PERHIMPUNAN Pers Mahasiswa Indonesia (PPMI) mengecam gugatan Menteri Pertanian Amran Sulaiman terhadap Tempo yang diajukan ke Pengadilan Negeri Jakarta Selatan. Organisasi itu menilai langkah Amran mencederai prinsip kebebasan pers sebagaimana diatur dalam Undang-Undang Nomor 40 Tahun 1999 tentang Pers.
Scroll ke bawah untuk melanjutkan membaca
Sekretaris Jenderal PPMI, Ach Zainuddin, mengatakan gugatan itu sebagai pembungkaman terhadap kerja jurnalistik. Ia mengungkapkan, sengketa pemberitaan semestinya diselesaikan melalui mekanisme dalam Undang-Undang Pers, yakni hak jawab, hak koreksi, atau mediasi melalui Dewan Pers.
“Gugatan ke pengadilan tersebut telah mencederai kebebasan pers,” ujar Zainuddin pada dikutip Ahad, 9 November 2025.
Zainuddin menyebut langkah membawa sengketa pers ke ranah perdata membuka preseden buruk bagi kebebasan media. Ia memperingatkan jika gugatan ini berlanjut, media lain dapat menghadapi risiko serupa saat melakukan peliputan kritis terhadap kebijakan pemerintah.
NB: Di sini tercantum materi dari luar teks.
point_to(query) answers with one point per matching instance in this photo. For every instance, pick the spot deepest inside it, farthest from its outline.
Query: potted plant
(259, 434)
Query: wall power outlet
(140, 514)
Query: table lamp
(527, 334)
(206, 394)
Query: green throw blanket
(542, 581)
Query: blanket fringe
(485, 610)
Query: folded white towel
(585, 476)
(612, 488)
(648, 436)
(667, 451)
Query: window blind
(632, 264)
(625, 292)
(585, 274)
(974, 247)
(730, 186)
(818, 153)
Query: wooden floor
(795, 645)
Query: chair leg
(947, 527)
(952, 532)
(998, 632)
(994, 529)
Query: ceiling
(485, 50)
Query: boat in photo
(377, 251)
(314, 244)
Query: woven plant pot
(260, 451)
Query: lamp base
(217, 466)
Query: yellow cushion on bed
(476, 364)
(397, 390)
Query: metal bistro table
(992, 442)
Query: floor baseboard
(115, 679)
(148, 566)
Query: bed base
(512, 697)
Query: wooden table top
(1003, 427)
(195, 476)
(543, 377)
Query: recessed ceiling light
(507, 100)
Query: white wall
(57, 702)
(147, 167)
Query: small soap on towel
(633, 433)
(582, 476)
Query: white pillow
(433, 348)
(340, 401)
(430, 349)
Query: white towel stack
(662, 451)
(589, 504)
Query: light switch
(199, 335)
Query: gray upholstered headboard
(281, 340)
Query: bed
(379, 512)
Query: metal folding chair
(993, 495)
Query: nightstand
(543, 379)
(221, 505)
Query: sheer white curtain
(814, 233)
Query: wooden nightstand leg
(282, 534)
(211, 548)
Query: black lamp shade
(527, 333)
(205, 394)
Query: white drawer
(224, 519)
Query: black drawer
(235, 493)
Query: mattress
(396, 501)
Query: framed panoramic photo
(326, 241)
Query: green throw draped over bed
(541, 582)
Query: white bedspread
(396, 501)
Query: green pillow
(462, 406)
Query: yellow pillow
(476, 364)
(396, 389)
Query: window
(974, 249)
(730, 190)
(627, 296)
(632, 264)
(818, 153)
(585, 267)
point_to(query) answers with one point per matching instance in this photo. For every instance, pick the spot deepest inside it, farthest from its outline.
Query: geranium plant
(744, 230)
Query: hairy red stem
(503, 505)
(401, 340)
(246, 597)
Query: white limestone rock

PPMI meminta pengadilan menghentikan proses gugatan. “Kasus ini sudah ditangani oleh Dewan Pers,” kata dia.
Sengketa antara Amran dan Tempo bermula dari cover laporan berjudul “Poles-Poles Beras Busuk” yang terbit pada 16 Mei 2025. Berita itu menyoroti penyerapan gabah Bulog lewat kebijakan any quality seharga Rp 6.500 per kilogram, yang membuat sebagian petani merusak gabah agar lebih berat. Amran sebelumnya mengakui kerusakan gabah itu dalam artikel terkait stok beras nasional.
Perkara ini telah diselesaikan di Dewan Pers melalui PPR Nomor 3/PPR-DP/VI/2025 dan menyatakan berita Tempo melanggar Pasal 1 dan 3 Kode Etik Jurnalistik. Dewan Pers merekomendasikan perubahan judul poster, permintaan maaf, moderasi konten, serta pelaporan pelaksanaan, dan seluruhnya dipenuhi Tempo dalam 2×24 jam.
Meski begitu, Amran tetap menggugat Tempo secara perdata ke PN Jakarta Selatan dengan nomor 684/Pdt.G/2025/PN JKT SEL. Ia menilai masih ada perbuatan melawan hukum yang merugikan Kementerian Pertanian. Koalisi masyarakat sipil menilai langkah ini sebagai bentuk pembredelan pers dan tindakan antikritik.